Singularity and Rmpi

111 views
Skip to first unread message

Nikki Tebaldi

unread,
Apr 2, 2021, 4:18:33 PM4/2/21
to singularity

Hello! I am trying to containerize and run an R program that uses Rmpi (https://cran.r-project.org/web/packages/Rmpi/index.html) to launch a bunch of processes in parallel.

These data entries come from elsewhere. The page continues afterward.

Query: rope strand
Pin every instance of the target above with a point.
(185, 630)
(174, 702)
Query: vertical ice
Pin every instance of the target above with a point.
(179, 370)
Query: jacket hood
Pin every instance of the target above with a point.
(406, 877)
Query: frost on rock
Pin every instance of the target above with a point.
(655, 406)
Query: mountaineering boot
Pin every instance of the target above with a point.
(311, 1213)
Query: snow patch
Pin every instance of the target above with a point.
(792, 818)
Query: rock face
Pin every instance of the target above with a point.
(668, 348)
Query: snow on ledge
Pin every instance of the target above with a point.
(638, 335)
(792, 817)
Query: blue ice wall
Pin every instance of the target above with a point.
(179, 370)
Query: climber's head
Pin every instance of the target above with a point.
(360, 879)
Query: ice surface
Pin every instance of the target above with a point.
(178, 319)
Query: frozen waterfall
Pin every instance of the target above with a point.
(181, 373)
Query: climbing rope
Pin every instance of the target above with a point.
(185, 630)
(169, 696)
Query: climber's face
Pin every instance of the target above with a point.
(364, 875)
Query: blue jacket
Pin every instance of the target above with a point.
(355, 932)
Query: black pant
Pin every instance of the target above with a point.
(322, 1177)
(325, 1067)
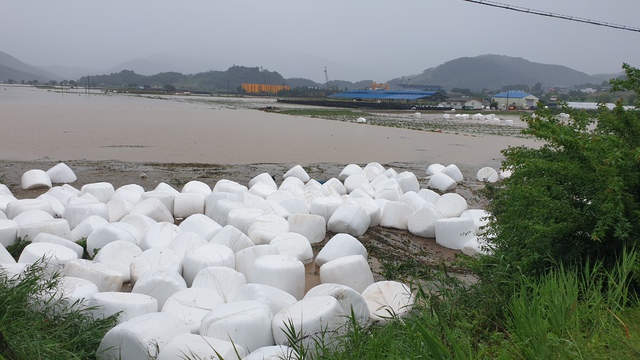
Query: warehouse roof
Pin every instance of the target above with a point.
(384, 95)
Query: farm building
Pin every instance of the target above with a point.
(516, 100)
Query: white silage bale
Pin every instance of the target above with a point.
(191, 305)
(281, 271)
(349, 300)
(245, 258)
(352, 271)
(266, 227)
(102, 191)
(153, 208)
(195, 186)
(55, 239)
(412, 199)
(453, 233)
(35, 179)
(246, 323)
(340, 245)
(313, 227)
(451, 205)
(106, 278)
(153, 260)
(324, 206)
(141, 337)
(232, 238)
(298, 172)
(200, 347)
(87, 226)
(263, 178)
(422, 222)
(205, 256)
(318, 319)
(118, 208)
(226, 282)
(371, 207)
(160, 284)
(187, 204)
(294, 244)
(350, 219)
(487, 174)
(110, 233)
(355, 181)
(275, 298)
(118, 255)
(388, 300)
(454, 172)
(442, 182)
(56, 206)
(61, 173)
(16, 207)
(59, 227)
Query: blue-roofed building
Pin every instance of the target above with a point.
(515, 99)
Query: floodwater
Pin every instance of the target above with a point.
(37, 123)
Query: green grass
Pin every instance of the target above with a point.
(44, 331)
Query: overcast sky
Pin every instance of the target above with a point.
(355, 40)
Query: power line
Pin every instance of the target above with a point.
(553, 15)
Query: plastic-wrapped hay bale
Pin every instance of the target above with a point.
(232, 238)
(201, 225)
(388, 299)
(192, 305)
(17, 207)
(102, 191)
(340, 245)
(223, 280)
(348, 171)
(55, 239)
(129, 305)
(451, 205)
(159, 235)
(200, 347)
(246, 323)
(153, 260)
(141, 337)
(187, 204)
(118, 255)
(352, 271)
(453, 172)
(160, 284)
(396, 215)
(281, 271)
(245, 258)
(349, 299)
(106, 278)
(294, 244)
(487, 174)
(35, 179)
(442, 182)
(110, 233)
(453, 233)
(349, 218)
(153, 208)
(422, 222)
(61, 173)
(275, 298)
(266, 227)
(316, 319)
(205, 256)
(298, 172)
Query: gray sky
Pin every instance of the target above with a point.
(356, 40)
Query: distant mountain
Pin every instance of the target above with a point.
(495, 71)
(14, 69)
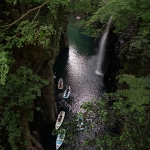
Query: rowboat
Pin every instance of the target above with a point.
(60, 83)
(60, 138)
(80, 125)
(60, 119)
(66, 93)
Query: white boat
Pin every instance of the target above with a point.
(60, 83)
(60, 119)
(80, 125)
(60, 138)
(66, 93)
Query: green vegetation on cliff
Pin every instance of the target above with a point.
(31, 32)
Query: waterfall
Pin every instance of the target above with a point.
(101, 53)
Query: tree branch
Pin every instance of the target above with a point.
(38, 7)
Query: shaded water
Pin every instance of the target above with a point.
(77, 68)
(101, 53)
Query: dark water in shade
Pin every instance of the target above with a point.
(77, 68)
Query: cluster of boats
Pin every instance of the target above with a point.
(80, 125)
(61, 86)
(61, 135)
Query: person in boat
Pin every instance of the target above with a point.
(59, 119)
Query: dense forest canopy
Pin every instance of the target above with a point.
(32, 29)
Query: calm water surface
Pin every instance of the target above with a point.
(77, 68)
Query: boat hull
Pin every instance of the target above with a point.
(60, 119)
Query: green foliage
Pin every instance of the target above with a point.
(16, 100)
(124, 115)
(4, 63)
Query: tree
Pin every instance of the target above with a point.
(123, 116)
(16, 103)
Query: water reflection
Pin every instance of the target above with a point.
(77, 68)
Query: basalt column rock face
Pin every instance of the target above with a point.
(64, 44)
(47, 100)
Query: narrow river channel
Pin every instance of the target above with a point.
(77, 68)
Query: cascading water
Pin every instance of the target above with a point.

I get the following error when I run or execute a Singularity container built with OpenMPI and Rmpi on our HPC cluster:

"--------------------------------------------------------------------------
mpirun was unable to launch the specified application as it could not access
or execute an executable:

Executable: /usr/local/lib/R/site-library/Rmpi/Rslaves.sh
Node: node26

while attempting to start process rank 0.
--------------------------------------------------------------------------"

Rmpi is installed in the container and the Rslaves.sh file is present in that location with permissions of 755 as expected. It's almost as if the mpirun binary is trying to access Rmpi in the cluster environment which does not have Rmpi installed.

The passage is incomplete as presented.